Variation sparse source imaging based on conditional mean for electromagnetic extended sources

Abstract

Abstract Electromagnetic (E/MEG) brain source imaging involves challenging problems that make it particularly difficult to estimate both the locations and extents of extended sources. In this study, we propose a new method called Variation Sparse Source Imaging based on Conditional Mean of the posterior (VSSI-CM), which is built upon a Bayesian framework, to reconstruct extended E/MEG generators. Based on the proposed framework, VSSI-CM can employ various spatial priors (e.g., the Laplace prior) to explore sparseness of current sources in transform domains (e.g., the variation transform in this study). Considering the complexity of posterior density in the estimated sources, we propose using the posterior mean instead of the typical maximum a posterior (MAP) estimate as a more accurate inverse solution.
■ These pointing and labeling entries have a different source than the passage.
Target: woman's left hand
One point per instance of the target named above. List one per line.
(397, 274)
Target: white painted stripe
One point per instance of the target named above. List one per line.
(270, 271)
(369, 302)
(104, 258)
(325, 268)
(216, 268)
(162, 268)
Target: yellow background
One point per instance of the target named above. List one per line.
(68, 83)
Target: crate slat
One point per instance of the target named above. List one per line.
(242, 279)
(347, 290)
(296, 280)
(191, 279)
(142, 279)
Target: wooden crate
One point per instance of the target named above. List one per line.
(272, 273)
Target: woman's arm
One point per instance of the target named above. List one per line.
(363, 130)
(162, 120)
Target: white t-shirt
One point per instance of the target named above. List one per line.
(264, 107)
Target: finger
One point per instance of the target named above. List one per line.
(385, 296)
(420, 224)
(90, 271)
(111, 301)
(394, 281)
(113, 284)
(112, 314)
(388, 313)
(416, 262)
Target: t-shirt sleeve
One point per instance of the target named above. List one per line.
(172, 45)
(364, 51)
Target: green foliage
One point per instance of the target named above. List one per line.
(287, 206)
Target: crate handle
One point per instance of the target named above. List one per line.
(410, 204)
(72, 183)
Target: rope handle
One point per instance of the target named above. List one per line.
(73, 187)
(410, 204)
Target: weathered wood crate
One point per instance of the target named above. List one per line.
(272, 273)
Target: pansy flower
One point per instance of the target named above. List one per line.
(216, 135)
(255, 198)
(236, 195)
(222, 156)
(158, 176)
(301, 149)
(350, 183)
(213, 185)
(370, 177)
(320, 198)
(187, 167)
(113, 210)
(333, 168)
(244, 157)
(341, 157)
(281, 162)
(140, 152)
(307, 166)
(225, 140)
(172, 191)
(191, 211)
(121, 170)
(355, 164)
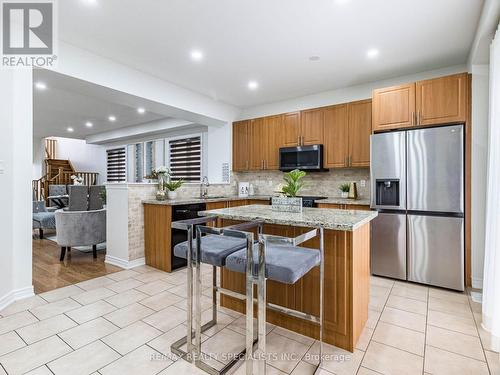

The posterior mean is obtained by fitting an approximated Gaussian distribution to the intractable true posterior distribution. An efficient double-loop algorithm is also proposed using convex analysis skills. Validation using synthetic and human experimental data sets indicates that VSSI-CM outperforms the well-studied L2-norm methods (i.e., sLORETA and dSPM) and the sparse constrained methods that explore sparseness in the original source domain. The estimates from VSSI-CM are also more accurate than that from MAP.